Онлайн книга «Показания поэтов. Повести, рассказы, эссе, заметки»

Cтраница 105

Пока мы столовались таким образом, в основном незаметно переглядываясь и осваиваясь между собою под перезвякивание приборов, в котором настороженные уши пробовали уловить что-нибудь особенное, освещение в зале кают-компании постепенно мрачнело и уже скоро стало полутемно: всё небо как будто полиняло, всё сгустилось.

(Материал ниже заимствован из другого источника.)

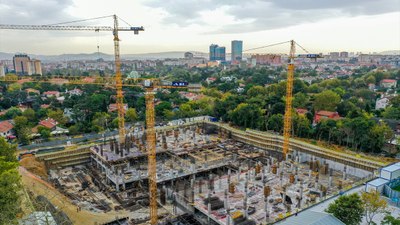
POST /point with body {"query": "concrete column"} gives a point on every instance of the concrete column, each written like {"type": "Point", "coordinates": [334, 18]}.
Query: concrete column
{"type": "Point", "coordinates": [209, 209]}
{"type": "Point", "coordinates": [246, 215]}
{"type": "Point", "coordinates": [226, 205]}
{"type": "Point", "coordinates": [301, 195]}
{"type": "Point", "coordinates": [266, 210]}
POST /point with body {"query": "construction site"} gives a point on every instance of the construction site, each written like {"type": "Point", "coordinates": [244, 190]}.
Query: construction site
{"type": "Point", "coordinates": [207, 173]}
{"type": "Point", "coordinates": [200, 172]}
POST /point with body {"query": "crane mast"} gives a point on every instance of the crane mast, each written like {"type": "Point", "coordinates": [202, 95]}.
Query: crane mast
{"type": "Point", "coordinates": [289, 97]}
{"type": "Point", "coordinates": [118, 76]}
{"type": "Point", "coordinates": [118, 81]}
{"type": "Point", "coordinates": [151, 151]}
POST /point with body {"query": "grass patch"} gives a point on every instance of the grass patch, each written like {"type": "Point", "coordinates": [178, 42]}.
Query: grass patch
{"type": "Point", "coordinates": [396, 188]}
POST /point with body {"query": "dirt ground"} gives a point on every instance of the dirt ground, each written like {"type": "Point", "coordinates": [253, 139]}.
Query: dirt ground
{"type": "Point", "coordinates": [34, 166]}
{"type": "Point", "coordinates": [39, 187]}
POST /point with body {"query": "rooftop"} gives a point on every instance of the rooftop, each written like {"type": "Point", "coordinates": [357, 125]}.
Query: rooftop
{"type": "Point", "coordinates": [5, 126]}
{"type": "Point", "coordinates": [309, 217]}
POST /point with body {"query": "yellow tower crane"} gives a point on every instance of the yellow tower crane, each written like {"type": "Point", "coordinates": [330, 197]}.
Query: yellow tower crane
{"type": "Point", "coordinates": [287, 125]}
{"type": "Point", "coordinates": [115, 29]}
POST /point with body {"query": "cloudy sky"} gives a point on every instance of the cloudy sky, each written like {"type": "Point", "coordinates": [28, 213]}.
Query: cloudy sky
{"type": "Point", "coordinates": [192, 25]}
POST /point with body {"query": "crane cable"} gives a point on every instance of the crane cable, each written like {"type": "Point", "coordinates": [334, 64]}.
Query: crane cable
{"type": "Point", "coordinates": [78, 21]}
{"type": "Point", "coordinates": [266, 46]}
{"type": "Point", "coordinates": [271, 45]}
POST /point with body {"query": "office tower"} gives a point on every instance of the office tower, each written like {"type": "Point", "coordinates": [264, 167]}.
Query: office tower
{"type": "Point", "coordinates": [217, 53]}
{"type": "Point", "coordinates": [237, 50]}
{"type": "Point", "coordinates": [23, 65]}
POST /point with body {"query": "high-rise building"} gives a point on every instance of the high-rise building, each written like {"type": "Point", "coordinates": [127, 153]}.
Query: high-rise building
{"type": "Point", "coordinates": [188, 55]}
{"type": "Point", "coordinates": [23, 65]}
{"type": "Point", "coordinates": [36, 66]}
{"type": "Point", "coordinates": [2, 70]}
{"type": "Point", "coordinates": [237, 50]}
{"type": "Point", "coordinates": [344, 55]}
{"type": "Point", "coordinates": [217, 53]}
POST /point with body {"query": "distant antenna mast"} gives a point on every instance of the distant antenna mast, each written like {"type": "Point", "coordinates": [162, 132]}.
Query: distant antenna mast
{"type": "Point", "coordinates": [98, 45]}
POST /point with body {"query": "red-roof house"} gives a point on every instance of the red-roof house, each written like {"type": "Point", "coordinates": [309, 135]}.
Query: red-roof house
{"type": "Point", "coordinates": [388, 83]}
{"type": "Point", "coordinates": [301, 111]}
{"type": "Point", "coordinates": [6, 129]}
{"type": "Point", "coordinates": [49, 123]}
{"type": "Point", "coordinates": [44, 106]}
{"type": "Point", "coordinates": [52, 94]}
{"type": "Point", "coordinates": [31, 90]}
{"type": "Point", "coordinates": [113, 107]}
{"type": "Point", "coordinates": [320, 115]}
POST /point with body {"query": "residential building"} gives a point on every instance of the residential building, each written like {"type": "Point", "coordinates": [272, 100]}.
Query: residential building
{"type": "Point", "coordinates": [188, 55]}
{"type": "Point", "coordinates": [267, 59]}
{"type": "Point", "coordinates": [388, 83]}
{"type": "Point", "coordinates": [31, 90]}
{"type": "Point", "coordinates": [371, 87]}
{"type": "Point", "coordinates": [217, 53]}
{"type": "Point", "coordinates": [334, 55]}
{"type": "Point", "coordinates": [75, 91]}
{"type": "Point", "coordinates": [344, 55]}
{"type": "Point", "coordinates": [236, 51]}
{"type": "Point", "coordinates": [210, 80]}
{"type": "Point", "coordinates": [2, 70]}
{"type": "Point", "coordinates": [309, 217]}
{"type": "Point", "coordinates": [49, 94]}
{"type": "Point", "coordinates": [301, 111]}
{"type": "Point", "coordinates": [23, 65]}
{"type": "Point", "coordinates": [382, 103]}
{"type": "Point", "coordinates": [36, 66]}
{"type": "Point", "coordinates": [49, 123]}
{"type": "Point", "coordinates": [321, 115]}
{"type": "Point", "coordinates": [113, 107]}
{"type": "Point", "coordinates": [6, 129]}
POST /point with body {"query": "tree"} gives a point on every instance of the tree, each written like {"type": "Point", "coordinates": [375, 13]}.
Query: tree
{"type": "Point", "coordinates": [161, 107]}
{"type": "Point", "coordinates": [390, 220]}
{"type": "Point", "coordinates": [44, 132]}
{"type": "Point", "coordinates": [131, 115]}
{"type": "Point", "coordinates": [30, 115]}
{"type": "Point", "coordinates": [100, 121]}
{"type": "Point", "coordinates": [246, 115]}
{"type": "Point", "coordinates": [379, 134]}
{"type": "Point", "coordinates": [7, 150]}
{"type": "Point", "coordinates": [13, 112]}
{"type": "Point", "coordinates": [373, 204]}
{"type": "Point", "coordinates": [326, 100]}
{"type": "Point", "coordinates": [10, 185]}
{"type": "Point", "coordinates": [348, 209]}
{"type": "Point", "coordinates": [391, 113]}
{"type": "Point", "coordinates": [14, 87]}
{"type": "Point", "coordinates": [300, 100]}
{"type": "Point", "coordinates": [22, 130]}
{"type": "Point", "coordinates": [58, 115]}
{"type": "Point", "coordinates": [275, 122]}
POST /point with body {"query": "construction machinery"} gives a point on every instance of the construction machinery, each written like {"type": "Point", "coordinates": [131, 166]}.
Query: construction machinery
{"type": "Point", "coordinates": [287, 125]}
{"type": "Point", "coordinates": [115, 29]}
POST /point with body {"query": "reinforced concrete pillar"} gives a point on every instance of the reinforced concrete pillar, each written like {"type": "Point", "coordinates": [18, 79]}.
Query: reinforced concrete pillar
{"type": "Point", "coordinates": [246, 214]}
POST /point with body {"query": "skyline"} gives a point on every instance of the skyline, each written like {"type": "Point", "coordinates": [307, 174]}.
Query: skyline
{"type": "Point", "coordinates": [357, 26]}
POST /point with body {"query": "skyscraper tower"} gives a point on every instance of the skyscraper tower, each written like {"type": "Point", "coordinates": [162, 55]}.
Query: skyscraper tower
{"type": "Point", "coordinates": [217, 53]}
{"type": "Point", "coordinates": [237, 50]}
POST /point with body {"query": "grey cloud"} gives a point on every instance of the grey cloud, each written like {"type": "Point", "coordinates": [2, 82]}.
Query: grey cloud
{"type": "Point", "coordinates": [271, 14]}
{"type": "Point", "coordinates": [34, 12]}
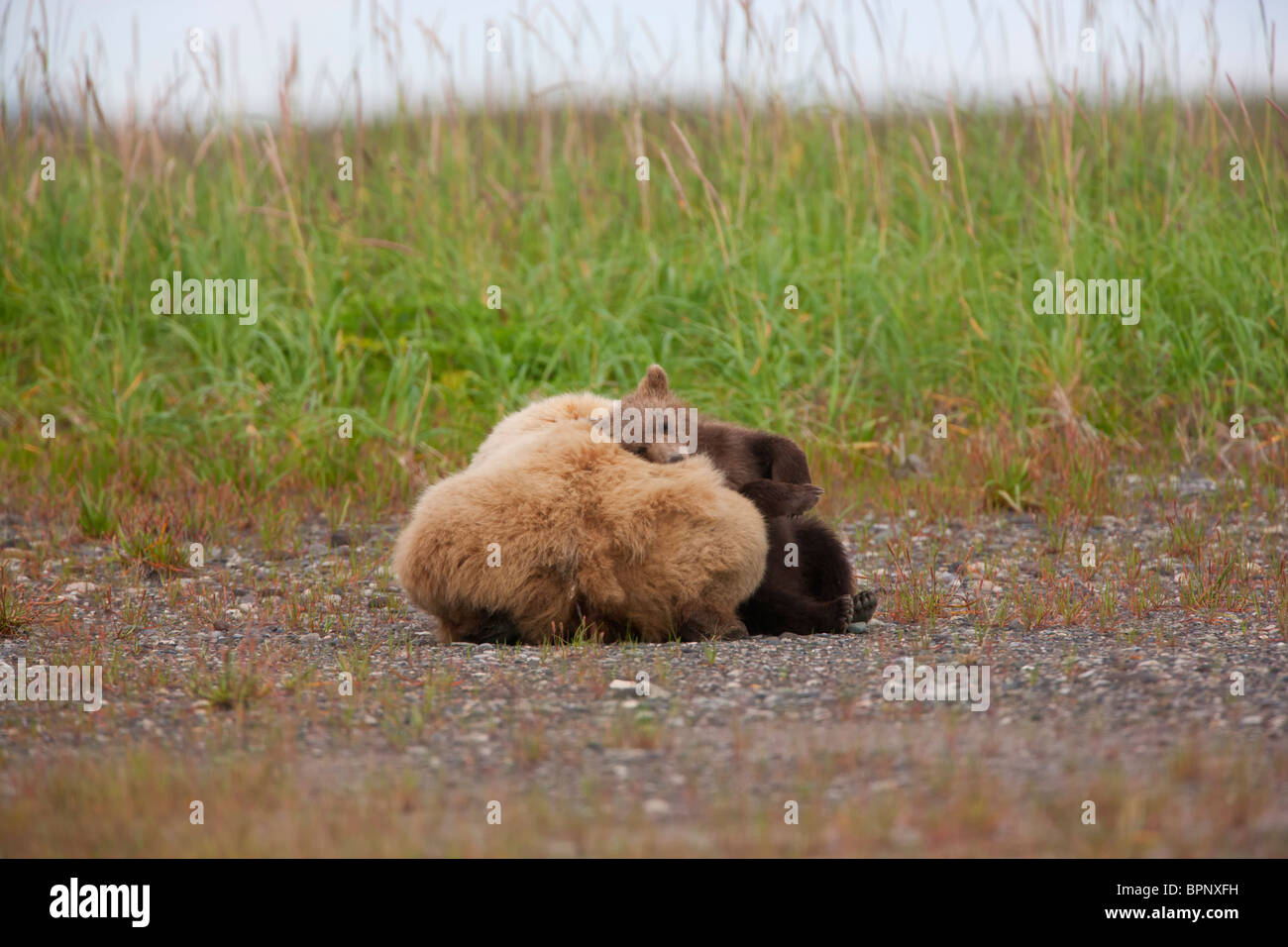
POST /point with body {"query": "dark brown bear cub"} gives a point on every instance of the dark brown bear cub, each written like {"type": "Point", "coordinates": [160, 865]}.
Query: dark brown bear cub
{"type": "Point", "coordinates": [807, 583]}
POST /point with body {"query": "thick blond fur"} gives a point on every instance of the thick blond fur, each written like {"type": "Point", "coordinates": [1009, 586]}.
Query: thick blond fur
{"type": "Point", "coordinates": [583, 528]}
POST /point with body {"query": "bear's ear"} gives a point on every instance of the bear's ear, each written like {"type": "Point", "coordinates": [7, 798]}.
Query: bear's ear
{"type": "Point", "coordinates": [656, 381]}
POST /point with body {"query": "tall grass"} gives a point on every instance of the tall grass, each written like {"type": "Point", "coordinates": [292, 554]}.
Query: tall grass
{"type": "Point", "coordinates": [915, 295]}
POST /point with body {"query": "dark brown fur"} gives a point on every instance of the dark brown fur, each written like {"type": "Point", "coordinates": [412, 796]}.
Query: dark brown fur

С этого первого дня повелось, что Глеб обычно не выходил к нам с мостика до самых сумерек. Мы уже привыкли сразу же после завтрака располагаться в кают-компании перед громадными выпуклыми окнами, за которыми широко открывались всегда залитые солнцем снеговые цепи, косматые отроги и островные дуги облачной страны, по которой на небольшой высоте тихо продвигалось наше судно. У меня ещё не было особых занятий, и я проводил всё время, раскладывая на одном из ломберных столов разного рода пасьянсы, или разминался, обходя по кругу всю полутёмную верхнюю галерею нашей библиотеки, чтобы потом, устроившись у окна на диване, вытерпеть и перечитать как можно больше больших книг: главным образом это были те современные романы на английском языке, которые неторопливо рассказывают что-нибудь о жизни переселенцев в Австралии, в Канаде или на юге Африки, какие-нибудь приключения или семейные хроники XIX века. Я очень скоро скучал и переставал их понимать. Тогда, когда я отводил глаза от их убористых слепых страниц, передо мной как будто оживали и загадочные пещерные выступы в многоглавых вершинах, и каньоны, и глубокие расселины между их глыбами, которые лиловели передо мной, время от времени затягиваясь тонкой ледянистой мутью. Иногда заходил Илья Петрович, он присоединялся ко мне, и мы садились за карточный стол играть в Пикет. Жорж, который обычно совсем ещё спал за завтраком, потом возвращался к себе, в постель, не показываясь всю первую половину дня, хотя я подозреваю, что он просто задумывался и тихо покуривал у себя в каюте, потому что он выходил к обеду в необыкновенно приподнятом и рассеянном состоянии и шутил, развлекал и вообще разговаривал за всех. Жорж выступал здесь от имени фирмы «Ярило», на чьи деньги сейчас работали двигатели дирижабля, и представлял на борту никому не понятные интересы её хозяина, над которыми мы с Васей, а то и вместе с самим Жоржем, издевались, сколько могли; но он исполнял свои странноватые обязанности мило и с блеском, за столом особенно. После обеда Васенька снова садился к окну, чтобы всё время что-нибудь фотографировать внизу, записывать или зарисовывать в свою тетрадь. Я его мыслей на этот счёт ещё тоже не понимал. Жорж всегда снова возвращался к себе в каюту, и скоро вернувшись, он глубоко и грустно усаживался в кресло прямо перед окном, чтобы смотреть и смотреть.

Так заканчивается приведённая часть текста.